An artist has said she predicted the Japanese earthquake and explosion at a nuclear plant more than a year before it happened.

Claire Fearon, of Henfield, normally paints cheery abstract pictures but felt strangely compelled to depict what she felt was a nuclear catastrophe.

Now Mrs Fearon, 44, thinks she may have a spooky sixth sense for predicting the future after seeing the spitting image of her painting on news footage of the Japanese disaster.

Mrs Fearon said: “I was in the middle of doing another painting and I just became overwhelmed with this feeling of depression.

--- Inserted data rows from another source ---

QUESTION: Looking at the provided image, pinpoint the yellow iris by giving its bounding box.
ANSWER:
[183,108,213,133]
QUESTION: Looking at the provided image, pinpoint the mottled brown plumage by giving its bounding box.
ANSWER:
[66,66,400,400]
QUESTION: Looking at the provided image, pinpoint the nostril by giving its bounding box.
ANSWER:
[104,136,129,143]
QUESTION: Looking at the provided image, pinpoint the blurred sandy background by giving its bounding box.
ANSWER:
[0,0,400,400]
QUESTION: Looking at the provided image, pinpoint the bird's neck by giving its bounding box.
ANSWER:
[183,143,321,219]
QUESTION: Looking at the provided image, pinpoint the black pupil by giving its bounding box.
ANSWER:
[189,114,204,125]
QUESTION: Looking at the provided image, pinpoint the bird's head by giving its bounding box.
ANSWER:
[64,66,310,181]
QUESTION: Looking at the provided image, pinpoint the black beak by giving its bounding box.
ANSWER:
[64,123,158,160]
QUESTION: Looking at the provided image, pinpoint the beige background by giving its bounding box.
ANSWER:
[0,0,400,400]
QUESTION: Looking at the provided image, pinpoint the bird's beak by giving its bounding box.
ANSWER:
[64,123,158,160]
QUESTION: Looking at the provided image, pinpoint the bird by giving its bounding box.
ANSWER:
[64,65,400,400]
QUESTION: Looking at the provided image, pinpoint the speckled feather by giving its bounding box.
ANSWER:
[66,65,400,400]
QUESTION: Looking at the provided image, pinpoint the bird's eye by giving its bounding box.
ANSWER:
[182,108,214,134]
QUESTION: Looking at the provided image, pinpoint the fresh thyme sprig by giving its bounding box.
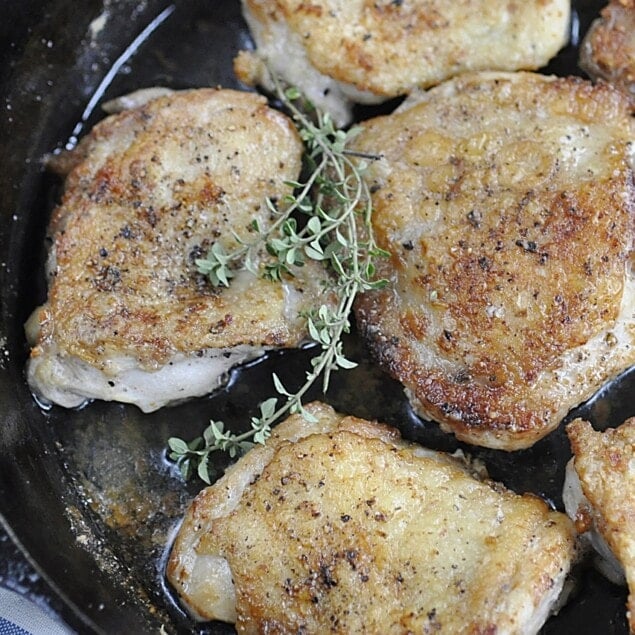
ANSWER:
[168,78,388,483]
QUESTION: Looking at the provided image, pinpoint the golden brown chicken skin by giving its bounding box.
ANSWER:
[580,0,635,110]
[563,418,635,633]
[28,89,328,411]
[237,0,570,124]
[168,403,575,634]
[356,73,635,450]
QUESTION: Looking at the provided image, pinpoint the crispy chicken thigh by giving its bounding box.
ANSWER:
[563,418,635,633]
[580,0,635,110]
[167,403,575,634]
[236,0,570,124]
[355,73,635,450]
[27,89,328,411]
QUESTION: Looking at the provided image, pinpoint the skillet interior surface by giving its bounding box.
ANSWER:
[0,0,635,634]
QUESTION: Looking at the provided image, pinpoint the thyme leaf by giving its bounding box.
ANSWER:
[168,77,388,483]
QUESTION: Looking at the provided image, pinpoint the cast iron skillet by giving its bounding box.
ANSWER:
[0,0,635,634]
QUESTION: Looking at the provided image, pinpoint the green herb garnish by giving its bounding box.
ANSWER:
[168,82,388,483]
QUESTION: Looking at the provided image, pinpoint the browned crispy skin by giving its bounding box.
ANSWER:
[244,0,569,97]
[168,403,575,635]
[567,418,635,633]
[356,73,635,450]
[28,89,338,410]
[580,0,635,109]
[234,0,570,125]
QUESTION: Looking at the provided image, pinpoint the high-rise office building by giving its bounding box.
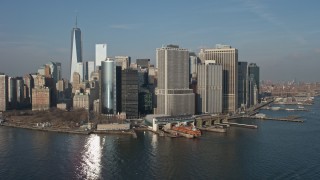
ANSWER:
[46,61,61,83]
[16,77,24,105]
[8,77,17,109]
[197,60,222,114]
[156,45,195,115]
[56,62,62,81]
[100,58,117,114]
[136,59,150,69]
[121,69,139,118]
[23,74,34,104]
[95,44,107,67]
[85,61,94,81]
[238,61,248,108]
[70,21,83,82]
[189,52,199,82]
[199,44,238,113]
[0,73,8,111]
[114,56,131,70]
[75,62,84,82]
[247,63,260,106]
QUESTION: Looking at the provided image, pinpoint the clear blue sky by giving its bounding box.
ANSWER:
[0,0,320,81]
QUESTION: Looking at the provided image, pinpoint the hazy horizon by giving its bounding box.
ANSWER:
[0,0,320,82]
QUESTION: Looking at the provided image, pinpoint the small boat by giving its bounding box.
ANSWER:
[271,107,280,111]
[285,108,295,111]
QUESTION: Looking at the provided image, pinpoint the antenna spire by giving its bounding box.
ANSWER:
[76,15,78,28]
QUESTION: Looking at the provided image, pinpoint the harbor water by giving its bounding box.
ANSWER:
[0,97,320,179]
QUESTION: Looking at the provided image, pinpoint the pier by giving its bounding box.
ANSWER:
[245,116,304,123]
[228,122,258,129]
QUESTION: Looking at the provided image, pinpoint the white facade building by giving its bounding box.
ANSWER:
[95,44,107,66]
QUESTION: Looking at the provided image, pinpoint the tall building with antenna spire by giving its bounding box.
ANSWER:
[70,16,83,82]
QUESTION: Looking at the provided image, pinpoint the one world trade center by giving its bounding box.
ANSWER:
[70,19,83,82]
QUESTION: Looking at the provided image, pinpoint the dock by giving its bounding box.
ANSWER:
[246,116,304,123]
[228,122,258,129]
[199,127,227,133]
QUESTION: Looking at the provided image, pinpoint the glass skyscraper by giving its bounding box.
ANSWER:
[70,23,83,82]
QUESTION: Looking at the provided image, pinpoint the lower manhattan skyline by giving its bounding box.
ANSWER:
[0,0,320,81]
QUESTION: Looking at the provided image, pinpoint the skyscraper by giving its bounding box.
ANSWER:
[238,61,248,107]
[0,73,8,111]
[156,45,195,115]
[84,61,94,81]
[100,58,117,114]
[70,20,83,82]
[248,63,260,106]
[56,62,62,81]
[199,44,238,112]
[95,44,107,67]
[121,69,139,118]
[114,56,131,70]
[197,60,222,113]
[189,52,199,82]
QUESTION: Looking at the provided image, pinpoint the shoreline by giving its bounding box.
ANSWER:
[0,122,136,137]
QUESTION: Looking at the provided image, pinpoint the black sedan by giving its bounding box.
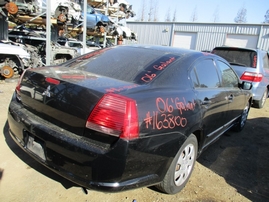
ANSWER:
[8,45,252,194]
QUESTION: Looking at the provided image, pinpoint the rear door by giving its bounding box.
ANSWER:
[191,59,228,144]
[216,60,246,120]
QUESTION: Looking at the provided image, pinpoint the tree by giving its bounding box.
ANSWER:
[191,6,198,22]
[234,7,247,23]
[164,7,171,22]
[263,9,269,23]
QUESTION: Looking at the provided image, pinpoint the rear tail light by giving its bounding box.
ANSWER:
[86,93,139,140]
[240,72,262,82]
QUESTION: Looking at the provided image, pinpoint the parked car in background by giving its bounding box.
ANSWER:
[8,45,252,194]
[57,37,99,55]
[82,5,111,33]
[212,46,269,108]
[0,43,31,79]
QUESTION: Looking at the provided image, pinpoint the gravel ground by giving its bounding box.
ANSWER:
[0,79,269,202]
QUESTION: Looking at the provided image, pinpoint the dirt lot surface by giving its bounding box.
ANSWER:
[0,79,269,202]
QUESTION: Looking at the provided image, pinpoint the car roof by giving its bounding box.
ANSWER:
[211,46,266,52]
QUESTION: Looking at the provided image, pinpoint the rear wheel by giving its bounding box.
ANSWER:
[157,134,198,194]
[253,88,268,109]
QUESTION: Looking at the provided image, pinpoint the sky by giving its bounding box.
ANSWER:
[127,0,269,24]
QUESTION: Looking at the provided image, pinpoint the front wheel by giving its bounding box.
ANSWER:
[157,134,198,194]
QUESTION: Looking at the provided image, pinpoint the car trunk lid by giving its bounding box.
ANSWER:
[16,67,138,135]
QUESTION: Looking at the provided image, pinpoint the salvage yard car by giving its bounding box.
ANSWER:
[8,45,252,194]
[212,46,269,108]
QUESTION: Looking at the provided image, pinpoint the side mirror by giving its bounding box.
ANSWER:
[239,81,252,90]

“For the first and only time I printed off an image to use as reference. I really wanted to be sure I got the nuclear cloud right. I knew I wanted to depict a scene of devastation. I used the blue and the upsweeping brushstrokes to look like water flooding in. I put the large red gash in the blue to look like a crack in the earth and wanted the black brushstrokes on the skyline to look like a city about to fall into the cracks. I wanted to depict a nuclear reactor in trouble and its mushroom cloud. When it was finished I was really shocked, as were my family and friends.

“I really wanted to paint this destruction, which is totally unlike me.”

Mrs Fearon sold the painting at Tooveys art auction last year, but when the news footage of the Japan disaster started to pour in, Mrs Fearon felt the images looked familiar.

She said: “I was watching the news of the earthquake and when I saw the pictures I thought ‘that’s my painting’.